La Jornada Semanal, 29 de agosto de 1999
Una cuidada revisión que abarca veinte años de trabajo pictórico (1979-1999) redondea la actual exposición -curada por Paloma Porraz y el propio autor- presentada por Francisco Castro Leñero (D.F., 1954) en el Museo Carrillo Gil. La primera pregunta ineludible se centra sobre la pertinencia de incluir esta obra en el repertorio estético que viene desplegando el Carrillo Gil desde que Osvaldo Sánchez asumiera su dirección. Y la respuesta inmediata resulta afirmativa porque aun cuando Paco Castro cubría las superficies con un espesor matérico que instituía un habla expansiva de la pintura, existía ya en sus cuadros cierta pulsión reductiva que lo acercaba, todavía lentamente, al conceptualismo minimal. En qué consistía tal habla o, en otros términos, ¿qué es el habla de la materia en contraposición al lenguaje y más todavía a la escritura del lenguaje? ¿Un balbuceo, una sonoridad sin forma que se evapora al mismo tiempo que se realiza por su específica condición hablante? He aquí una primera paradoja: se está datando un habla sin voz, porque la pintura desliza, elementalmente, su silencio. La segunda paradoja está en accionar una relación simbólica sobre la asimbólica densidad de la pintura abstracta. Finalmente, un tercer elemento contradictorio recala en atribuir cierta analogía volátil, evaporizadora, a una trama matérica que es precisamente eso, materia, concretud.

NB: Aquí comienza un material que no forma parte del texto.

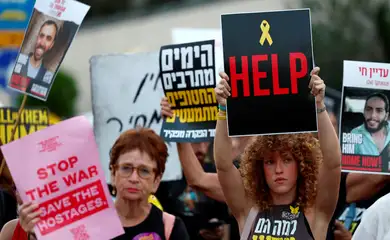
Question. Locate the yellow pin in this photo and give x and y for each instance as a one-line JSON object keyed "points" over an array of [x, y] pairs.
{"points": [[265, 35], [153, 200]]}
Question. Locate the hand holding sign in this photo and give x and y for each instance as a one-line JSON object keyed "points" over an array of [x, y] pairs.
{"points": [[29, 216], [166, 110], [317, 85], [222, 91]]}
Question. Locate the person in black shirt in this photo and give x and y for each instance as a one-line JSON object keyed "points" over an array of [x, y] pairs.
{"points": [[357, 193]]}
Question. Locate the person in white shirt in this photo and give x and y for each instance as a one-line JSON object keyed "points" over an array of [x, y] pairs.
{"points": [[375, 224]]}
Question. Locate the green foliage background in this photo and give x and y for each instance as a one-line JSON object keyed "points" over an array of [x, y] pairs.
{"points": [[348, 30]]}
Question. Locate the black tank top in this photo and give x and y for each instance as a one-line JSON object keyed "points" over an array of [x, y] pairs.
{"points": [[283, 222]]}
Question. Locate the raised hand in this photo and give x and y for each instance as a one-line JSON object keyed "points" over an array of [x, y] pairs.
{"points": [[166, 110], [222, 91], [317, 85], [29, 216]]}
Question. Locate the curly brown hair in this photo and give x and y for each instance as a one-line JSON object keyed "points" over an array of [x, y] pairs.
{"points": [[305, 149], [145, 140]]}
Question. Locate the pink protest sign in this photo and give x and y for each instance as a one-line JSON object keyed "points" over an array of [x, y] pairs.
{"points": [[58, 167]]}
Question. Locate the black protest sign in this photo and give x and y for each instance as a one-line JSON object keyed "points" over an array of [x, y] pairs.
{"points": [[268, 58], [188, 79]]}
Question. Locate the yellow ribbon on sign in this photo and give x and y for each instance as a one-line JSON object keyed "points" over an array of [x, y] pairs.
{"points": [[153, 200], [265, 27]]}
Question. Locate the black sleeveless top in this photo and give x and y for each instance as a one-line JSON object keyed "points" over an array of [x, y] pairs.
{"points": [[284, 222]]}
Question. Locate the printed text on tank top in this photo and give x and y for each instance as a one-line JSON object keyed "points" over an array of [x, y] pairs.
{"points": [[281, 222]]}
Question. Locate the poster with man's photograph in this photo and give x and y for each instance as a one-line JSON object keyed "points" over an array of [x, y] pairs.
{"points": [[50, 32], [365, 129]]}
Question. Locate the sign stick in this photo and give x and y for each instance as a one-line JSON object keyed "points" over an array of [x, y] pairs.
{"points": [[21, 108]]}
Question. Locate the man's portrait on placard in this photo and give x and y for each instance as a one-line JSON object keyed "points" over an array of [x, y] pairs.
{"points": [[45, 44], [366, 117]]}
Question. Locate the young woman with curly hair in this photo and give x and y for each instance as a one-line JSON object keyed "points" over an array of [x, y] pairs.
{"points": [[287, 186]]}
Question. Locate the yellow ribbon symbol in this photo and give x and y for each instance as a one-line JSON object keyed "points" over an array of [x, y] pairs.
{"points": [[264, 26]]}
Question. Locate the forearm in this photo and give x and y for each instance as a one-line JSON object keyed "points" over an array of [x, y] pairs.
{"points": [[363, 186], [196, 177], [192, 168], [223, 148], [329, 142]]}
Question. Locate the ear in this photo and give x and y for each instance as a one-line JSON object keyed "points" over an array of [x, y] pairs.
{"points": [[156, 184], [112, 177], [52, 44]]}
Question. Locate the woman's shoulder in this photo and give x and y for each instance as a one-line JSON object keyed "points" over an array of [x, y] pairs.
{"points": [[179, 230], [8, 230]]}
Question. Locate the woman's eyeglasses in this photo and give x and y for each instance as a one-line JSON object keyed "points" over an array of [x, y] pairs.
{"points": [[126, 170]]}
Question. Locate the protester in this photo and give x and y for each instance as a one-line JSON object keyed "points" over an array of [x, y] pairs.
{"points": [[137, 163], [375, 222], [358, 191], [193, 198], [280, 174]]}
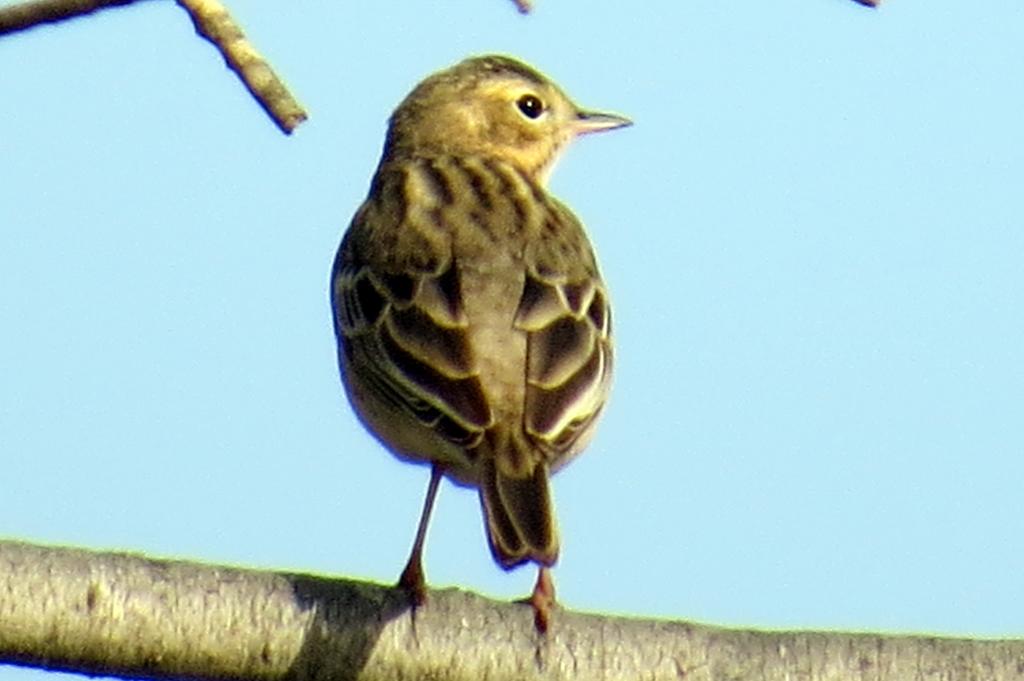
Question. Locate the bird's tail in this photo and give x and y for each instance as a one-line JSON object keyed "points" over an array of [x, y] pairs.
{"points": [[518, 512]]}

Carentes de simulacro, despojadas de las formas o figuras que recortan, organizan, definen, en suma, atenuantes para la mirada; carentes de las configuraciones abstractas que deslizan ecos del simulacro, estas primeras pinturas grises de la muestra condensan una visibilidad detenida -sin tregua pero seductoramente (gracias a su perfecto engarce)- en la presencia concreta de la pintura. Y, en todo caso, la volatilización, o desaparición, tiene que ver con el anamorfismo de las superficies.
Hay muy pocos cuadros disonantes en la retrospectiva: resalta sobre todo uno, de gran tamaño y corte decididamente áspero; tal vez porque la libertad gestual no se ajusta al linaje de Francisco Castro como pintor. Si se quisiera insertar en el canon expresionista al oscuro grosor de las telas antes comentadas, es preferible nombrarlas como eso: como la estructuración objetual, palpable, incuestionable, del espesor matérico. Otro bastidor, de menor dimensión, correspondiente al conjunto de los números, aparece asimismo menos logrado que otros resultados de dicha logradísima serie, ausentes de la muestra. Hay una sala impecable: aquella que recoge algunos trabajos del conjunto denominado ``Desplazamientos'' y de otro grupo: ``La casa del arquitecto''. El pintor ha abandonado nieblas y grisuras para dar lugar a la elocuencia del espacio. No se trata de elocuencia en realidad, sino de una licuación de la pintura y una apertura hacia colores claros -hacia la habitabilidad desfondada del blanco, de su recuerdo- para hacer oscilar al espacio entre su objetivación y sus suaves vibraciones, transparencias, rasgos de una poética de la luz y del aire. A veces tal espacio se recorta en franjas verticales, acentuando lo objetual; otras veces desenvuelve el vacío con pequeñas, aisladas intervenciones. Se extraña aquí una mayor presencia de esa calmosa ausencia que son los magníficos cuadros incluidos en ``La casa del arquitecto'', de su línea insinuante, su puro e indevelado augurio. La no casa del arquitecto deviene en la afirmación de una estructura tensada por su carencia de elementos aglomeradamente estructurantes, por su acción deconstructora que conduce a la extremada síntesis. Finalmente, con sus recortes a modo de espejeo del formato del cuadro y algún rojo fulgurante, los trabajos más recientes consuman un decidido ingreso a la pintura conceptual, cuyo corolario es el invalorable bastidor dividido en cuadrados. Así ha recorrido Francisco Castro Leñero esa línea que va de la materia al espacio y de éste a su objetivación, a su neta visibilidad como tal, con una exactitud y una solidez nunca del todo expresables.